Fe(P)(NO), where P = TPP, TPC, or OEP, is reduced in three one-electron steps in nonaqueous solvents. The products of the first two waves (Fe(P)(NO)- and Fe(P)(NO)2-) were stable, and the visible spectra were obtained by using OTTLE spectroelectrochemistry. The vibrational spectra of Fe(P)(NO) and its first reduction product obtained coulometrically were recorded. The porphyrin vibrations for both species were consistent with low-spin ferrous complexes. The nu-NO and nu-Fe-N bands could also be observed for both complexes, though nu-NO for Fe(TPP)(NO)- was quite weak. For Fe(TPP)(NO), nu-NO (N-15 values in parentheses) was 1681 cm-1 (1647 cm-1) and nu-Fe-N was 525 cm-1 (517 cm-1). Upon reduction, nu-NO decreased to 146 cm-1 (1475 cm-1) while nu-Fe-N increased to 549 cm-1 (538 cm-1). These results were consistent with the addition of the electron to the half-filled d(z)2 + sigma-N orbital, which is formed from pi*NO and iron d(z)2 orbitals. Therefore, addition of an electron to this orbital would lead to a strengthening of the Fe-N bond and a weakening of the N-O bond. Dc polarography of Fe(TPP)(NO) and Fe(TPC)(NO) was carried out in the presence of several substituted phenols.
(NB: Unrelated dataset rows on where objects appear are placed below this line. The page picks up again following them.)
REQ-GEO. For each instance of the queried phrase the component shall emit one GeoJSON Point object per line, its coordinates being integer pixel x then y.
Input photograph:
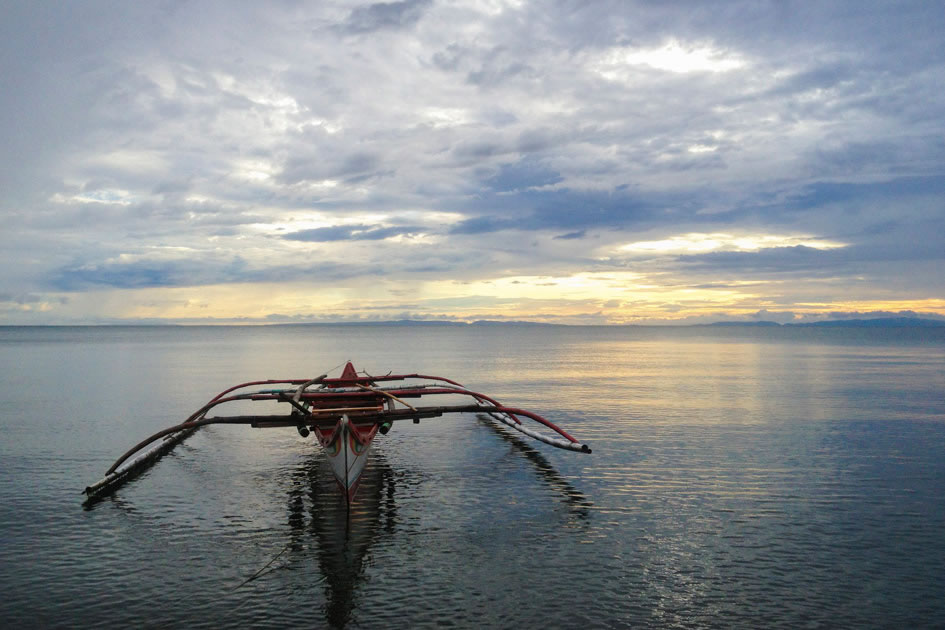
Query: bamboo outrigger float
{"type": "Point", "coordinates": [345, 413]}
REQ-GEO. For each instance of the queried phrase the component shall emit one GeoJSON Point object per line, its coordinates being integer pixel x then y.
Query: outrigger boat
{"type": "Point", "coordinates": [344, 413]}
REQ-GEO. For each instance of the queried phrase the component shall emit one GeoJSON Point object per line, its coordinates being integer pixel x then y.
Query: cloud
{"type": "Point", "coordinates": [151, 146]}
{"type": "Point", "coordinates": [352, 233]}
{"type": "Point", "coordinates": [385, 15]}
The limiting current and half-wave potential of the first wave were unaffected by the presence of the phenols, except at high phenol concentrations. A new second wave appeared, though, in the presence of phenols, and the limiting current and half-wave potential for this wave depended strongly on the concentration and identity of the weak acid. The overall reduction appeared to involve three electrons on the polarographic time scale, to yield Fe(P)- and hydroxylamine. Further reduction to ammonia was observed on the coulometric time scale. Exhaustive electrolysis gave ammonia in nearly quantitative yield for 2-chlorophenol concentrations greater than 20 mM. No differences were observed in the polarographic behavior of Fe(TPP)(NO) and Fe(TPC)(NO), but somewhat higher concentrations of 2-chlorophenol were needed to generate ammonia coulometrically.